Black Nativity

I was a junior in high school when my my mother took me downtown to Ford’s Theatre to see “Black Nativity.” I had never heard of Langston Hughes before, so a day before the performance, I looked him up in our World Book Encyclopedia, the font of all facts in those pre-Internet Days. I went from the entry on Hughes to Jean Toomer to James Weldon Johnson, then the entry on The Crisis, the magazine published by the NAACP.

It was an evening performance. As we approached the theatre we saw people leafleting in front of the old steps to the rickety theatre. I took one, curious, and scanned it quickly, looking for a clue to why the picketers were there protesting.

“ It says that Langston Hughes is a Communist,” I said. I pointed to a few phrases.

Hughes had travelled to Moscow. He had supported the anti-Franco faction in the Spanish Civil War. He’d been called before the House Committee on Un-American Activities.

This was at the height of the Cold War, and my mother was as anti-communist as the next person in our neighborhood and in our extended family. She once returned from a Sunday afternoon lecture at Johns Hopkins and remarked that the speaker was “a little pink.” She had to explain to me what that meant — not a red Communist, but left-leaning. A fellow traveler. Someone who sympathized with communists.

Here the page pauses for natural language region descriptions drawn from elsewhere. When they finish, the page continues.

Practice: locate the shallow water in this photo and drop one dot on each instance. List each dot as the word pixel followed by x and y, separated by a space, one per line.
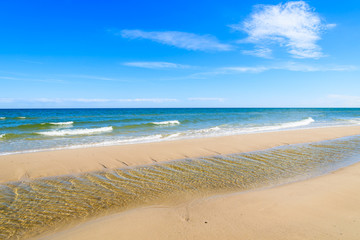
pixel 29 130
pixel 32 207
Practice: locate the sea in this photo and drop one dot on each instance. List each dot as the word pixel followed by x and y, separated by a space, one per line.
pixel 32 130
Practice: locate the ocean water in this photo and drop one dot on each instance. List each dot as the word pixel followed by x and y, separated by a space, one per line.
pixel 29 130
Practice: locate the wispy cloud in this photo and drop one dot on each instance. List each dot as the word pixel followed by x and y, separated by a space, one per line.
pixel 293 24
pixel 344 100
pixel 291 66
pixel 206 99
pixel 86 100
pixel 92 77
pixel 287 66
pixel 189 41
pixel 259 52
pixel 155 65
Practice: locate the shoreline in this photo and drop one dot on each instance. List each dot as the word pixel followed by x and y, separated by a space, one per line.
pixel 73 161
pixel 325 207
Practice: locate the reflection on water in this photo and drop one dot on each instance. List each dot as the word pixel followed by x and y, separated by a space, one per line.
pixel 32 207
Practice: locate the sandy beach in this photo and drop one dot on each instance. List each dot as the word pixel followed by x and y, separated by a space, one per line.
pixel 61 162
pixel 324 207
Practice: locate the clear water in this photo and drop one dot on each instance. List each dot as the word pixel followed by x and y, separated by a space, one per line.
pixel 33 207
pixel 42 129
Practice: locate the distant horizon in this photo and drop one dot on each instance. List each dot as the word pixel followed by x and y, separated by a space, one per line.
pixel 182 108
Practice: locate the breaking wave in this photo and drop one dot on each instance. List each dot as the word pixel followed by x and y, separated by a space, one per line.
pixel 174 122
pixel 68 132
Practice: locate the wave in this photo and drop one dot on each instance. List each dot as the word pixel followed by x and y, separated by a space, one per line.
pixel 60 123
pixel 85 131
pixel 173 122
pixel 351 121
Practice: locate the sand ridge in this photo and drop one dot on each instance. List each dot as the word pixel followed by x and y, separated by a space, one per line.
pixel 62 162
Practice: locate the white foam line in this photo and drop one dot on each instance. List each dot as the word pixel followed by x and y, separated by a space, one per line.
pixel 86 131
pixel 173 122
pixel 61 123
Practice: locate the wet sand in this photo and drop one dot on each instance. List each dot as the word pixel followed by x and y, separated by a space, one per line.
pixel 61 162
pixel 325 207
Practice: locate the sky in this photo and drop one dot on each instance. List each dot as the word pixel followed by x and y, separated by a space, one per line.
pixel 75 54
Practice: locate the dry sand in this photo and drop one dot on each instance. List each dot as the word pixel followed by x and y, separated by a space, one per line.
pixel 62 162
pixel 326 207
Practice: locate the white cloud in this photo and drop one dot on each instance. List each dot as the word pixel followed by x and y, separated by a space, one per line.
pixel 344 100
pixel 100 78
pixel 259 52
pixel 86 100
pixel 155 65
pixel 189 41
pixel 206 99
pixel 293 24
pixel 291 66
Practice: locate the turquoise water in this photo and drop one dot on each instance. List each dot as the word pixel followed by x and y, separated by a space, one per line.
pixel 30 208
pixel 43 129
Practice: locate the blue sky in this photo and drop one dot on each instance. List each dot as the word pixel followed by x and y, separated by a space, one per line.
pixel 179 54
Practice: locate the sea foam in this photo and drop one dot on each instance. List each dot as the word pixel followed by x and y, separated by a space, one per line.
pixel 173 122
pixel 86 131
pixel 61 123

I thought of the scary maps in my father’s American Legion magazine, black and white maps of the world with Russia, China, and the Soviet republics in red. The red dripped like wet paint towards Southeast Asia, the Indian subcontinent, approaching Germany and Italy. Cuba, so close to the U.S., was red as well — except for the U.S. Naval base at Guantanamo. I handed the leaflet to my mother.

My mother was quiet for a bit. Then she said she didn’t think Langston Hughes was a communist. I decided not to worry about it. We climbed the stairs into Ford’s Theatre and then trudged up to the balcony.

It was the first time I’d ever seen a play with an all-black cast. It was the first time I’d heard gospel music live, as opposed to on the radio. I was mesmerized. Thoughts of about communism, Nikita Khruschev, about Fidel Castro, gave way to the music and the poetry down on the stage, far below our balcony perch.

I absent-mindedly crumpled up the anti-Hughes leaflet into a tight ball and let it fall to the seat of the woman seated in the row in front of me.

The following weekend, I wrote an extra credit report on the Harlem Renaissance. I made no mention of Communism, only of having seen Black Nativity.

A week later, President Kennedy was assassinated. It would be another six months before I pulled several of Hughes’ poetry collections from the shelves at the Pratt Library.

I wonder what on earth made my mother want to see Black Nativity. Did she have season tickets to Ford’s that she had to use up? Did she go because the ads said it was a “Joyous, Spirited Musical Hit?” She did love musicals. Did she care not at all that Hughes might have been a communist?

No matter. In those days of so much segregation in Baltimore. Ford’s theatre that night was full of black theatregoers. Everyone was dressed up, as was the custom then. And my world began to be a little less parochial.

Part of the journey started that night — that, and of course, the Langston Hughes books from the Pratt.